Zeng grunts, opens his eyes, wonders what planet he is on.

“You work, don’t you, Zeng?” says Yumi.

Zeng nods. “General Lee’s Tasty Tennessee Kitchen. The one on Leicester Square. Very popular. Very busy.”

“That’s no excuse,” I say. “I don’t care if you’ve got some little part-time job. You should stay awake in my lessons. Falling asleep is rude.”

“Not such a little job,” says Imran.

“Work until three in morning,” says Zeng. “Do you want fries with that? Anything to drink? You want the General’s Happy Meal special? Toilets only for customer use.” He shakes his head. “Wah,” he says.

“It’s not insult for you,” says Imran. “London so expensive. He has to work too hard. We all do.”

“I don’t work,” says a young French woman. There are only a couple of French at Churchill’s. She sniffs the air disdainfully. Vanessa. “But the rest of them have to, I suppose.”

“I work in Pampas Steak Bar,” says Witold. “A bad place. Many drunks. Call me bloody Argie. ‘What’s it like to lose a war, Argie? Hands off the Falklands, Argie, okay? Hey, Argie-you like shagging sheep? You keep your filthy hands off those British sheep, Argie.’ I tell them I am Polish and they say they will smash my face in, wherever I come from.”

“Very English, no?” Vanessa says and laughs. “Swear and fight and eat bad food. A good night out for the English.”

“I work in Funky Sushi,” says a Japanese boy called Gen. He’s very shy and hasn’t volunteered any information about himself until now. “You know Funky Sushi? No? Really? It’s one of those-” He chats to Yumi in Japanese for a bit.

“Conveyor belt restaurant,” says Yumi. She makes a circular motion with her hand. “Where the food goes round and round.”

“Conveyor belt,” says Gen. “Considered very low in Japan.
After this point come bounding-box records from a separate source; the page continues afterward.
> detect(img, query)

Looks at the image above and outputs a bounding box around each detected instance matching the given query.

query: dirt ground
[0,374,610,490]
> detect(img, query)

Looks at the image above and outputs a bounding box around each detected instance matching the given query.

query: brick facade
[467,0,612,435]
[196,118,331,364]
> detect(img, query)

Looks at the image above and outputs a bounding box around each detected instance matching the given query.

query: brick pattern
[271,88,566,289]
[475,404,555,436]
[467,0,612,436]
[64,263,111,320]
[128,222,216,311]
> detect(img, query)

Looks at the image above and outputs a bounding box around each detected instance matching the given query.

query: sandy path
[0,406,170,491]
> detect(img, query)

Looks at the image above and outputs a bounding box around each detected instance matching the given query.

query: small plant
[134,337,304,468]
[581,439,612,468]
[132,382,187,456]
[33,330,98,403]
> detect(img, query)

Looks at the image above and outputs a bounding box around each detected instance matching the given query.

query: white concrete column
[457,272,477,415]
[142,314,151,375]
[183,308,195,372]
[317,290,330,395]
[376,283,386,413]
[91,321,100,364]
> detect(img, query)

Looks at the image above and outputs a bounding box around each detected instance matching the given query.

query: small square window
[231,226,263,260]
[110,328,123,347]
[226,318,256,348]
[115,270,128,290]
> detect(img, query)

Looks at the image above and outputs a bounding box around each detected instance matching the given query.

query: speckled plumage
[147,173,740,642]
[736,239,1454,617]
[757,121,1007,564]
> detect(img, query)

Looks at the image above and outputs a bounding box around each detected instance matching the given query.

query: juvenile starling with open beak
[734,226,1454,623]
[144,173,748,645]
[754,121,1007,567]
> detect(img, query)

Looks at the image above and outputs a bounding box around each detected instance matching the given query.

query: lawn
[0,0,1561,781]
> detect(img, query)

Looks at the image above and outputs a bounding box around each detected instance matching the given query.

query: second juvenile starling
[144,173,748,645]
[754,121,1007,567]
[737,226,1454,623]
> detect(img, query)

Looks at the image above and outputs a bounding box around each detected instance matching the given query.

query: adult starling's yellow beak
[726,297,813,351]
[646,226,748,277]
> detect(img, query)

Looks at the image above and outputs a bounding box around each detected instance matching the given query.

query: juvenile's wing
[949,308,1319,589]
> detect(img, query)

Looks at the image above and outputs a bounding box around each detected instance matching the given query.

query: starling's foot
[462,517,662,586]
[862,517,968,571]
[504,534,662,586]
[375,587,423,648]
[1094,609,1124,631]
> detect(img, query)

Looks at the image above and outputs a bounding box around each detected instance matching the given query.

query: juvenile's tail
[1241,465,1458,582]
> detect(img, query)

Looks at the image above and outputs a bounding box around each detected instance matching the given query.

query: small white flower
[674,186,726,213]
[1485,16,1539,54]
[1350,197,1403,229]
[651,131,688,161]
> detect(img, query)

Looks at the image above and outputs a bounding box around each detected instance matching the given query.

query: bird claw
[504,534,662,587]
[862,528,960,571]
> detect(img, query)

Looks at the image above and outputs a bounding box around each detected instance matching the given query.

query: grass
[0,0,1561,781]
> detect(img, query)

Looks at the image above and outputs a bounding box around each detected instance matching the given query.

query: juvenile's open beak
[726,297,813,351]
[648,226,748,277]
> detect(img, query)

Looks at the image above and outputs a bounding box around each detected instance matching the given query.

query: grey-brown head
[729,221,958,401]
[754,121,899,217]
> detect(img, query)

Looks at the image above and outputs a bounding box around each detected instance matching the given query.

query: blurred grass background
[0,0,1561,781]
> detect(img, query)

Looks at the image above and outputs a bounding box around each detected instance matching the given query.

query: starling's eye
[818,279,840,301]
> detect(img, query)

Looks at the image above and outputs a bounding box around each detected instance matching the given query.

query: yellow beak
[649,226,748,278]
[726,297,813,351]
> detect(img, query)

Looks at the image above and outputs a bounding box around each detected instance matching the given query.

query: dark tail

Cheap place, for workmen. Driving trucks and so forth. Because sushi not fresh enough when it goes round and round and round. Too old. But here-very fashion. Funky Sushi always busy. Always the kitchen-what do you call it?-mental.”

“We all work,” says Yumi. “I work in bar. The Michael Collins.”

“Irish pub,” says Zeng. “Very good atmosphere. Guinness and The Corrs. I enjoy looking for my craic in an Irish pub.”